People talk about issues of race and justice in the United States as issues of ‘justice and injustice.’  Sometimes we launch into debates about ‘the proper role of government.’  But is that the original framework from which these issues were asked and debated?

The purpose of the blog post series called A Long Repentance: Exploring Christian Mistakes About Race, Politics, and Justice in the United States is to remind our readers that these issues began as Christian heresies.  They were at variance from Christian beliefs prior to colonialism.  Since Christians enacted and institutionalized what we believe to be heretical ideas, they were very destructive and harmful, then as now.  And we bear a unique responsibility for them.  As a result, we believe we must engage in a long repentance.  We must continue to resist the very heresies that we put into motion.  Thus the title of this blog series, A Long Repentance.  The journey is long and challenging.  It may be impossible to see the end.  But along the way, it is also inspiring and sometimes breathtaking.

We also encourage you to explore this booklet, A Long Repentance: A Study Guide, for further reflections and discussion questions. Here’s a YouTube video called Colonization, Globalization, and Liberating Theologies where co-author Mako Nagasawa did an introduction and summary.

Please read Posts 1, 2, 3, and 4 if you have not already done so.

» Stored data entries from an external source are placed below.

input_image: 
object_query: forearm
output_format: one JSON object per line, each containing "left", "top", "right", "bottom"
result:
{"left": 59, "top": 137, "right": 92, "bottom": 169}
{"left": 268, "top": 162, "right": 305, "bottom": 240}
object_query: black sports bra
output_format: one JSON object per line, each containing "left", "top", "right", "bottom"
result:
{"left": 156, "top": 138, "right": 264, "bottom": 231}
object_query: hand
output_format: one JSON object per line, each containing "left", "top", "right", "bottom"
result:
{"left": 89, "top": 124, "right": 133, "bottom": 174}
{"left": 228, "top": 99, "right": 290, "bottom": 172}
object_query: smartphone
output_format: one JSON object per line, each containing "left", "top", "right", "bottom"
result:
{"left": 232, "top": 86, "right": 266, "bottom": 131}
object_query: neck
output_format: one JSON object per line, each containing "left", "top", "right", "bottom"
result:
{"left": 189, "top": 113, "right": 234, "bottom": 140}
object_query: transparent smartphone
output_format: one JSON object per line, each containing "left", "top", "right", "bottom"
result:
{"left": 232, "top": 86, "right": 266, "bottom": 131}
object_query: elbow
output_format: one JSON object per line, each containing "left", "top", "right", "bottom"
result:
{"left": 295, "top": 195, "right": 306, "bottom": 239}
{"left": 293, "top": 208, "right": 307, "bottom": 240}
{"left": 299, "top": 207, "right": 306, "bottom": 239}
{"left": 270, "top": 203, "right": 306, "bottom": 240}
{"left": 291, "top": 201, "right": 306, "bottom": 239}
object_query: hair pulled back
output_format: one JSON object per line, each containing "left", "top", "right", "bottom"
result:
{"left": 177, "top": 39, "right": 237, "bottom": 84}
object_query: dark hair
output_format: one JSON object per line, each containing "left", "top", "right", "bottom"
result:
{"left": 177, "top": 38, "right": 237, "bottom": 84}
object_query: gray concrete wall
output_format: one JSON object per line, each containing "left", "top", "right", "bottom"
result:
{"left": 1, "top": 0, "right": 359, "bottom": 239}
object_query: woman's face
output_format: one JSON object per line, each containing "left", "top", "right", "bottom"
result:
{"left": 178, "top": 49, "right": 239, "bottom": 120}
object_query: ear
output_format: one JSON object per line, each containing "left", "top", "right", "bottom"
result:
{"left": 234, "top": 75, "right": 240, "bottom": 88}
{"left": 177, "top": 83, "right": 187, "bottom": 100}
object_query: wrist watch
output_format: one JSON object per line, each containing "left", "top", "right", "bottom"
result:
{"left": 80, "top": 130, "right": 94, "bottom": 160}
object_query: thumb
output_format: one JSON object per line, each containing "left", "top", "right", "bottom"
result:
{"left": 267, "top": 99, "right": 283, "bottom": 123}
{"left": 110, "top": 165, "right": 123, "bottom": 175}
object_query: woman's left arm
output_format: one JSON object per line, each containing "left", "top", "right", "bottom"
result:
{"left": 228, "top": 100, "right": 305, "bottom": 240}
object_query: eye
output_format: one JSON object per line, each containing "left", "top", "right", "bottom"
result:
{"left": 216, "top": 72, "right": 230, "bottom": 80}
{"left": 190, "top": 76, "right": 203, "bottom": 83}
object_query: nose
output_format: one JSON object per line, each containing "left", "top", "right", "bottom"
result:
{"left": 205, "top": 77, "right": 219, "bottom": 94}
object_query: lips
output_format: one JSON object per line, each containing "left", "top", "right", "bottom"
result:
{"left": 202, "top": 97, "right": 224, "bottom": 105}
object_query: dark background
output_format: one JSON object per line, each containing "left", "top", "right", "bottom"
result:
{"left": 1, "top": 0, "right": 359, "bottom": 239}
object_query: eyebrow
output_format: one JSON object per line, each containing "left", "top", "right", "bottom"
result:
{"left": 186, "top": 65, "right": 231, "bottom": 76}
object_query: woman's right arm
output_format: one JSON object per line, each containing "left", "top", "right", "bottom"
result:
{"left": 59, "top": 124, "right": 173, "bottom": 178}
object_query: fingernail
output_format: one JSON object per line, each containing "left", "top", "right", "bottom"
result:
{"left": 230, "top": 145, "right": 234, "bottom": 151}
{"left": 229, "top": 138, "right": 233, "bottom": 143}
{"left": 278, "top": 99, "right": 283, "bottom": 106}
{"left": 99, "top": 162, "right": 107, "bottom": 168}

John Locke’s Misreading of Native Americans

“Bill, it feels like we as white Christian people have a lot to lose,” said Eric.  “You’re saying we have much to gain.  What would we as Christians gain?”

“Before the age of colonialism,” said Bill, “We Christians believed certain glorious truths.  But in order to take Native lands, European Christians had to forget those truths, and then create justifications for teaching something else.  We lost both truths and practices that we used to have.  We can recover those truths.  And everyone would benefit.”

“Like what?” asked Eric.

“For a while,” replied Bill.  “Catholics believed in something called ‘the Doctrine of Discovery,’ which Pope Nicholas V declared in 1452.[1]  He was hoping Portugal and Spain wouldn’t fight each other.  So he said that European Catholic rulers could just take the lands of non-Christians, and whoever got there first got first dibs.”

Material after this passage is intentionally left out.